Let's take a look at Quake3 frame rates running on a TNT2 board (Pentium3-600
Quake3 v1.08, q3testdemo1, vsync off):
640x480 1024x768
1600x1200
16bpp 84.5 49.7
19
32bpp 56.4 29.8
11
Note that at 640x480, 16bpp color that the performance is the highest of
the tests. This is because the fill-rate requirements are lowest for that
resolution and color depth. Also note that the 640x480, 16bpp color test
result is the maximum frame rate achievable on that given CPU with no additional
geometry acceleration at any given resolution and pixel depth. Remembering
that resolution and pixel depth do not increase CPU and/or geometry performance
requirements, notice that as either the resolution increases or the color
depth increases that performance drops. The performance drop is because
the 3D accelerator becomes fill-rate limited. Another way to look at this
is that even if we have an "infinitely fast" CPU or geometry processor that
our overall frame rate will not increase at all if we are fill-rate limited.
For example, the 1024x768 at 32bpp frame rate (29.8) will not increase substantially,
if at all, if a faster CPU or hardware geometry were used instead of the
600 MHz CPU used for the testing.
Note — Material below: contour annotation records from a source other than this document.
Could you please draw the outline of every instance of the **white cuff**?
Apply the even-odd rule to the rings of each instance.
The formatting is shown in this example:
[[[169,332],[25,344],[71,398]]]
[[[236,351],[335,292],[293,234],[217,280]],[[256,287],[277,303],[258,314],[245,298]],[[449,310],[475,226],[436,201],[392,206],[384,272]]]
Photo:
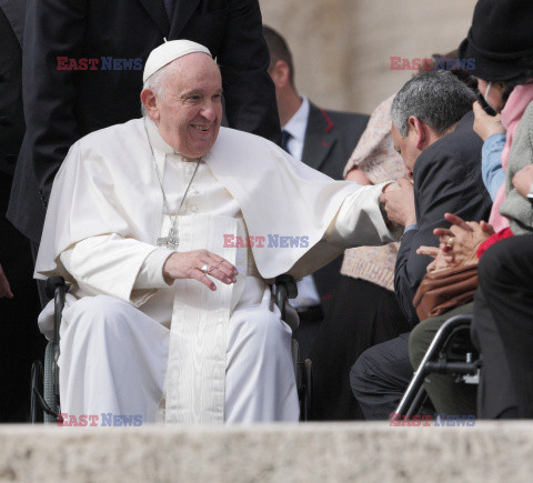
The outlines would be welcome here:
[[[172,280],[171,283],[167,283],[163,276],[164,262],[172,253],[175,252],[163,246],[151,252],[144,259],[142,266],[139,270],[133,289],[165,289],[167,286],[172,285],[174,281]]]

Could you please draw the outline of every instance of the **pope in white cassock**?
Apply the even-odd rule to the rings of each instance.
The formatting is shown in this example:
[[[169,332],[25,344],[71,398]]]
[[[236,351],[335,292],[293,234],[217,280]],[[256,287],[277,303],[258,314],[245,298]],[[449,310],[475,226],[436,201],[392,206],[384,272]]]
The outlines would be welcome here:
[[[221,128],[221,76],[203,46],[157,48],[143,80],[143,119],[76,142],[48,207],[36,276],[72,283],[61,410],[298,421],[291,331],[268,282],[393,241],[383,185],[333,181]]]

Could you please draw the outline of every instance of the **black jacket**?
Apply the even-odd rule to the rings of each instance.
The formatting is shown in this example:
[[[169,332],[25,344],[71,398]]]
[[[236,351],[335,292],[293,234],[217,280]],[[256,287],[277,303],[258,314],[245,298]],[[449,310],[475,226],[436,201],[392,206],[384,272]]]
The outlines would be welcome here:
[[[343,179],[344,167],[369,122],[366,114],[325,111],[310,105],[302,161],[335,180]],[[342,255],[313,273],[325,312],[341,275]]]
[[[11,179],[24,135],[22,32],[26,1],[0,0],[0,172]],[[1,193],[6,213],[9,191]]]
[[[275,92],[261,28],[258,0],[175,0],[172,22],[163,0],[30,0],[22,62],[27,135],[10,220],[39,241],[53,177],[70,145],[140,117],[142,68],[163,38],[207,46],[221,68],[229,124],[276,141]],[[62,70],[58,58],[99,64]],[[118,60],[120,69],[104,70],[102,58]]]
[[[439,245],[433,230],[450,227],[444,213],[454,213],[465,221],[489,218],[492,201],[481,177],[483,141],[472,130],[473,123],[471,111],[461,119],[455,131],[431,144],[414,163],[419,230],[403,235],[394,269],[396,299],[412,325],[419,322],[413,298],[431,262],[430,256],[418,255],[416,249]]]

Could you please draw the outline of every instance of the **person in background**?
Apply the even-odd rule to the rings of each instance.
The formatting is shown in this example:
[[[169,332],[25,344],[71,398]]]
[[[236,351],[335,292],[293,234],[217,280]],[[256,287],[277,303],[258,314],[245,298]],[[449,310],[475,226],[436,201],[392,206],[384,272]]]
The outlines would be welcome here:
[[[292,53],[283,37],[263,26],[270,51],[269,73],[275,85],[282,127],[282,148],[305,164],[342,180],[342,171],[369,122],[366,114],[324,110],[298,92]],[[298,282],[299,295],[291,304],[300,315],[295,338],[308,358],[328,313],[341,268],[341,256]]]
[[[22,137],[22,32],[26,1],[0,0],[0,423],[28,420],[31,363],[44,355],[29,241],[7,220]]]

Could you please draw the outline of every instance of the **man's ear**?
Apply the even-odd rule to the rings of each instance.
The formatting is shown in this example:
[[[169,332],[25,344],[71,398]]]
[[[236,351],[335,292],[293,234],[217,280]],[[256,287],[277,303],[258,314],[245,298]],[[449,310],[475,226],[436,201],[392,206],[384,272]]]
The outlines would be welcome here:
[[[414,130],[414,145],[418,150],[422,151],[425,145],[428,138],[428,132],[425,130],[425,124],[415,115],[409,118],[409,125]]]
[[[158,121],[159,109],[155,102],[155,94],[151,89],[143,89],[141,91],[141,102],[144,105],[144,109],[147,110],[148,115],[150,115],[150,119],[152,121]]]
[[[278,60],[270,71],[270,77],[278,89],[283,89],[290,83],[290,69],[284,60]]]

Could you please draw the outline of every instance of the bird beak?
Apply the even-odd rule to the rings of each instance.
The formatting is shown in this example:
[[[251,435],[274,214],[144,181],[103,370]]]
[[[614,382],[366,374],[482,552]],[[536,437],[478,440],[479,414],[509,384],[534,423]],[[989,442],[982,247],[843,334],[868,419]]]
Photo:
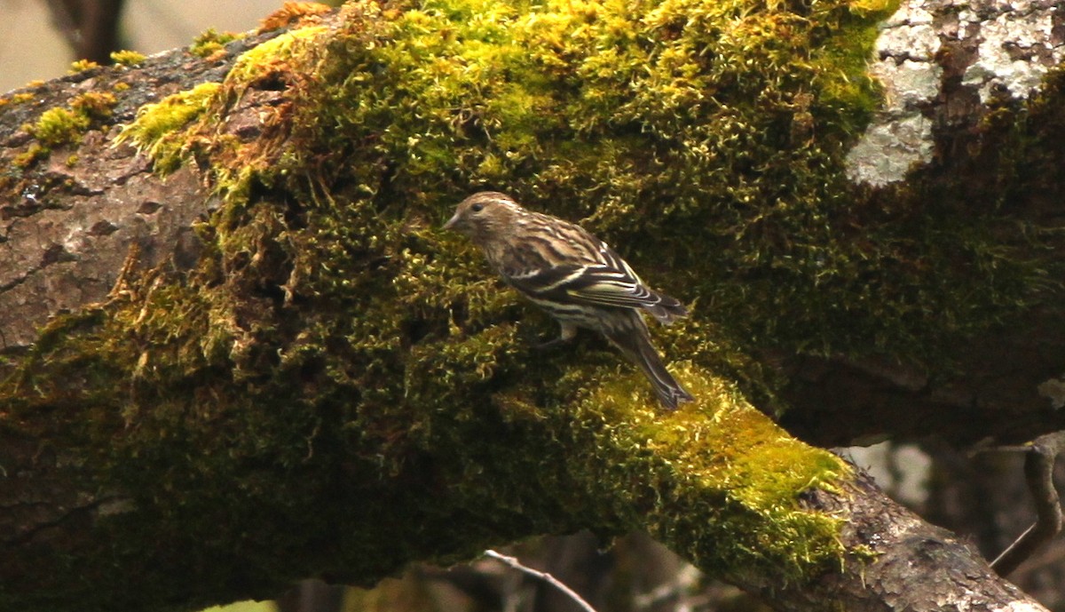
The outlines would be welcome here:
[[[455,226],[459,223],[459,213],[455,213],[454,216],[447,220],[447,223],[441,227],[441,229],[455,229]]]

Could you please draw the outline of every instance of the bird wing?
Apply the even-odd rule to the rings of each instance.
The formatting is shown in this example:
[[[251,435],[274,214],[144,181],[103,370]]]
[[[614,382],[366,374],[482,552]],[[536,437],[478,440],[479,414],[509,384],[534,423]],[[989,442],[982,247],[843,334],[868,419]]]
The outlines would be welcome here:
[[[506,276],[515,289],[536,297],[625,308],[654,307],[661,302],[621,257],[612,251],[609,254],[612,257],[603,263],[563,263]]]

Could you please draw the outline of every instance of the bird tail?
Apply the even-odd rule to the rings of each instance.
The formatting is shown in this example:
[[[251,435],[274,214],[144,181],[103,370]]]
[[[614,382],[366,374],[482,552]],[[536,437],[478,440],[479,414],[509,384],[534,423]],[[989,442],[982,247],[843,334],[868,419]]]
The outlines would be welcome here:
[[[640,315],[635,310],[628,310],[624,315],[625,324],[610,329],[606,334],[607,339],[618,347],[629,361],[643,370],[651,381],[655,396],[667,410],[675,410],[677,404],[682,402],[694,401],[695,398],[666,369],[658,351],[651,343],[651,333],[648,332],[648,325]]]

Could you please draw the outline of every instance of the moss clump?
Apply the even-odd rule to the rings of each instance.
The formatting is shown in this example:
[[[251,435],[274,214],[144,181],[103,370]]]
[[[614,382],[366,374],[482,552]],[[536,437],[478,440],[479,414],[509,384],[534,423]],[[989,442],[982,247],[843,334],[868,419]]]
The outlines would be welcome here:
[[[155,162],[157,172],[174,172],[192,155],[191,143],[182,138],[182,128],[208,111],[219,87],[218,83],[202,83],[145,106],[136,120],[124,126],[118,142],[128,141],[147,151]]]
[[[226,45],[240,37],[241,34],[218,32],[214,28],[208,28],[189,46],[189,52],[199,58],[210,58],[216,53],[224,53]]]
[[[112,453],[101,488],[143,490],[141,508],[164,515],[145,510],[144,525],[171,527],[169,549],[203,533],[217,551],[253,549],[243,521],[210,520],[253,506],[307,521],[301,536],[330,543],[318,566],[362,580],[578,526],[651,526],[714,570],[808,578],[840,557],[838,524],[797,500],[847,470],[741,399],[776,389],[757,355],[934,355],[1019,311],[1031,270],[994,248],[992,214],[892,209],[847,181],[888,11],[347,3],[125,128],[158,171],[195,161],[225,195],[200,227],[201,263],[131,281],[42,343],[23,383],[42,391],[19,409],[66,405],[48,381],[92,370],[93,435]],[[269,104],[244,138],[229,122],[249,93]],[[554,324],[436,229],[481,188],[579,220],[692,305],[655,334],[697,405],[655,414],[599,339],[531,348]],[[175,508],[207,517],[167,515],[181,492],[194,503]],[[291,537],[272,548],[306,549]]]
[[[70,109],[48,109],[35,124],[22,126],[22,130],[37,139],[45,147],[59,147],[77,142],[88,129],[88,117]]]
[[[113,51],[111,53],[111,61],[118,66],[135,66],[145,60],[145,54],[138,51],[131,51],[125,49],[121,51]]]
[[[100,65],[92,60],[78,60],[70,64],[70,69],[67,70],[70,75],[76,75],[78,73],[84,73],[85,70],[92,70],[93,68],[99,68]]]
[[[85,131],[111,116],[111,109],[116,102],[112,94],[86,92],[73,98],[69,108],[48,109],[35,123],[24,125],[22,129],[37,139],[38,151],[47,154],[53,148],[79,142]]]

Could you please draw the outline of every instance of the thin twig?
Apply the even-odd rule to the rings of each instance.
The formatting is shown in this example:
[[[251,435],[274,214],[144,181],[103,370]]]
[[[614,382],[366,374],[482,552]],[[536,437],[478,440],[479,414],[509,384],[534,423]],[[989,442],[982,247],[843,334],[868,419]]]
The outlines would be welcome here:
[[[1054,460],[1065,446],[1065,432],[1039,436],[1026,449],[1025,480],[1035,504],[1035,524],[992,562],[1005,577],[1062,530],[1062,508],[1054,489]]]
[[[573,599],[574,601],[576,601],[577,606],[580,606],[585,610],[585,612],[595,612],[595,609],[592,608],[590,603],[588,603],[587,601],[585,601],[583,597],[580,597],[579,595],[577,595],[576,591],[570,589],[569,586],[567,586],[566,584],[563,584],[562,581],[560,581],[559,579],[555,578],[551,574],[547,574],[545,571],[539,571],[537,569],[532,569],[531,567],[526,567],[526,566],[522,565],[521,562],[518,561],[518,559],[515,559],[513,557],[507,557],[506,554],[499,554],[498,552],[496,552],[494,550],[491,550],[491,549],[485,551],[485,557],[491,557],[492,559],[495,559],[496,561],[499,561],[499,562],[502,562],[502,563],[504,563],[506,565],[509,565],[510,567],[513,567],[514,569],[517,569],[519,571],[524,571],[525,574],[528,574],[529,576],[534,576],[536,578],[539,578],[540,580],[543,580],[547,584],[551,584],[555,589],[558,589],[559,591],[561,591],[562,593],[564,593],[570,599]]]

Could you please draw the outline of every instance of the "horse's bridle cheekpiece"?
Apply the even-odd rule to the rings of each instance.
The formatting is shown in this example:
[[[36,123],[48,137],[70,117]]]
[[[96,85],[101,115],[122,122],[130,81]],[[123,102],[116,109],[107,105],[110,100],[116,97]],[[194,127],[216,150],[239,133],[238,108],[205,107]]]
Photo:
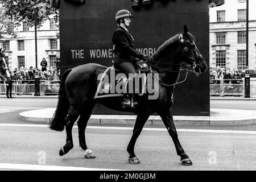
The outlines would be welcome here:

This is a very important point relative
to the NV10 announcement, as a result of their modest fill-rate improvements,
and also remembering the discussion above that the NV10 memory bandwidth
and thus resulting fill-rate will be limited by the SDR-only memory availability,
the NV10 may not show substantial real-world performance improvements for
the resolutions and color depths that gamers want to play! Based on the
data available, it suggests that the geometry acceleration capability in
the NV10 really only buys performance for very low resolution (640x480)
and low color depth (16bpp) configurations when using SDR memories. But
clearly gamers are not going to "step backward" back into 640x480 and 16bpp
rendering. Gamers want 1024x768 and high, 32bpp rendering. But, it appears
as the first SDR-only NV10 boards will not substantially improve upon the
performance of a TNT2 for those video settings.